ガンダムに登場するモビルスーツのプラモデルは、90年代以降、あらゆるものが新しい技術でリメイクされていて、「リメイクのリメイク」すら着々と進んでいる。
そうした新しいプラモは接着剤もいらず、表面処理もいらず、無塗装でもほぼ色が再現されていて、しかも可動範囲が広いので自在にポーズがとれる。
スタイルも良く、見栄えがする。
買って組み立てるだけで、誰でも水準以上の「可動フィギュア」が手に入るのだ。
それに比べて昔のガンプラはというと……
接着剤を使って注意深く溶着しなければならない。
接着面は丁寧に磨き上げて目立たないようにしなければならない。
かなり細かく自分で塗り分けなくてはならない。
可動範囲は極めて狭い。
スタイルも今風とはかけ離れて、もっさりしている。
こうしたリメイク前のガンプラは、近年「旧キット」と呼ばれているようだ。
モナカの皮のように、外形だけを前後または左右の唐竹割りで造形してあることから「モナカキット」とも呼ばれる。(今のガンプラは広い可動範囲を確保するために、外形だけでなく内部にも可動軸の構造がけっこう詰まっている)
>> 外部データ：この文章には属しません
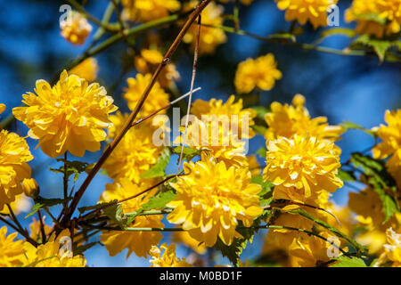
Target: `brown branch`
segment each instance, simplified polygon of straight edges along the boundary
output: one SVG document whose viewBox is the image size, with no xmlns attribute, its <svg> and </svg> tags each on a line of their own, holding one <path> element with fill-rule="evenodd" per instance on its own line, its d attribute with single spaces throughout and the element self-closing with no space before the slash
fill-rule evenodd
<svg viewBox="0 0 401 285">
<path fill-rule="evenodd" d="M 122 140 L 124 135 L 127 134 L 127 132 L 131 127 L 132 123 L 135 119 L 136 116 L 139 113 L 139 110 L 141 110 L 142 106 L 143 105 L 143 102 L 145 102 L 146 98 L 148 97 L 149 94 L 151 91 L 151 88 L 153 87 L 154 84 L 156 83 L 156 80 L 160 74 L 163 68 L 168 64 L 171 56 L 174 54 L 176 50 L 177 49 L 179 44 L 181 43 L 184 36 L 186 34 L 188 29 L 191 28 L 191 25 L 193 23 L 193 21 L 196 20 L 196 18 L 200 14 L 200 12 L 203 11 L 203 9 L 210 3 L 211 0 L 203 0 L 196 8 L 195 10 L 191 13 L 191 15 L 188 18 L 188 20 L 184 25 L 183 28 L 179 32 L 178 36 L 176 37 L 176 40 L 171 45 L 170 48 L 167 52 L 167 53 L 164 55 L 163 60 L 159 64 L 156 71 L 153 73 L 153 76 L 151 77 L 151 83 L 148 85 L 146 89 L 144 90 L 143 94 L 142 94 L 142 97 L 139 99 L 138 102 L 136 103 L 135 108 L 132 111 L 131 115 L 129 115 L 128 119 L 124 124 L 124 126 L 122 127 L 120 133 L 117 134 L 117 136 L 114 138 L 114 140 L 107 146 L 106 150 L 104 151 L 103 154 L 100 158 L 100 159 L 97 161 L 97 163 L 94 165 L 94 168 L 91 170 L 89 175 L 87 175 L 86 179 L 82 183 L 81 187 L 78 189 L 77 193 L 75 194 L 71 204 L 70 205 L 69 211 L 64 215 L 64 216 L 61 219 L 61 224 L 63 227 L 66 227 L 68 223 L 70 222 L 75 209 L 77 208 L 77 206 L 81 200 L 82 196 L 85 193 L 85 191 L 86 190 L 87 186 L 90 184 L 92 180 L 94 179 L 94 175 L 97 174 L 97 172 L 100 170 L 102 166 L 103 165 L 104 161 L 109 158 L 109 156 L 111 154 L 111 152 L 114 151 L 114 149 L 117 147 L 119 142 Z"/>
</svg>

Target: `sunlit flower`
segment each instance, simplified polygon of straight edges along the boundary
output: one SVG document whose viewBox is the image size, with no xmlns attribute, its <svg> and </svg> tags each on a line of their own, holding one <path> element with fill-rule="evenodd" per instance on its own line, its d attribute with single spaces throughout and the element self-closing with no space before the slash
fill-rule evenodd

今のプラモよりかなり割安だが、ちゃんと作ろうとすると道具をそろえなければならないし、時間も手間もかかる。
普通に考えるとこのような古いプラモは、とっくの昔にお払い箱、絶版になっていて不思議はない。
にもかかわらず、今でも再販が続いている。
企業活動は遊びではないので、生産が続いているということは、それだけの需要があるということだ。
いったい誰が買っているのか?
かつてのガンプラ少年たちのノスタルジーだけで、そんなに需要があるのか?
買っている当人が疑問を抱きつつも、まずはざっくり仮組みしてみる。
●1/100 リアルタイプ RX-77 ガンキャノン
無塗装で組み立てただけだと、こうなった。

ちょっとびっくりした。
全然悪くない。
最初期のガンプラなのでもっとオモチャっぽいかと思っていたのだが、今回は「リアルタイプ」ということもあり、成型色が落ち着いていてすごく良い。
今の流行りの「小顔で細身」のスタイルではないが、ファーストガンダムのアニメの雰囲気が良く再現されている。
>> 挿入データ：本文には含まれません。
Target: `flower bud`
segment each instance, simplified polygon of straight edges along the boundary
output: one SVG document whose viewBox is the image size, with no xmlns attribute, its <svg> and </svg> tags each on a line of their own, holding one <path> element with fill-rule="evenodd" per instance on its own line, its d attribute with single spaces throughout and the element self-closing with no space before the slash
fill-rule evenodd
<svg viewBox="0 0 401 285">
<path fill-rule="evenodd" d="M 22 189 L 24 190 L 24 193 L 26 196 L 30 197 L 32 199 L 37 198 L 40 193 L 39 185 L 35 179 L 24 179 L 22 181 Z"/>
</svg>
かつてのガンプラ少年が熱狂した安彦良和の原画や、大河原邦男の設定画、ポスターなどの雰囲気に極めて近い。
可動はどうしようもないけれども、形に関して言えば、これはこれで正解だ。
ネットで調べてみると、同じような感想を持つ人が一定数存在することを知った。
スタイルや可動や色分けを求めるなら、新しいガンプラを買えばいい。
旧キットの雰囲気を活かしながら、なるべくいじらずに、80年代的な塗りの風合いを楽しむ。
塗装が基本なので、好みによって百人百様の作品が出来上がる。
そんなジャンルがあると知って、なんだか嬉しくなってしまった。
自分だったらどう塗るか?
素組みしたガンキャノンを目の前にして、絵描きの眼が自然に起動してくる。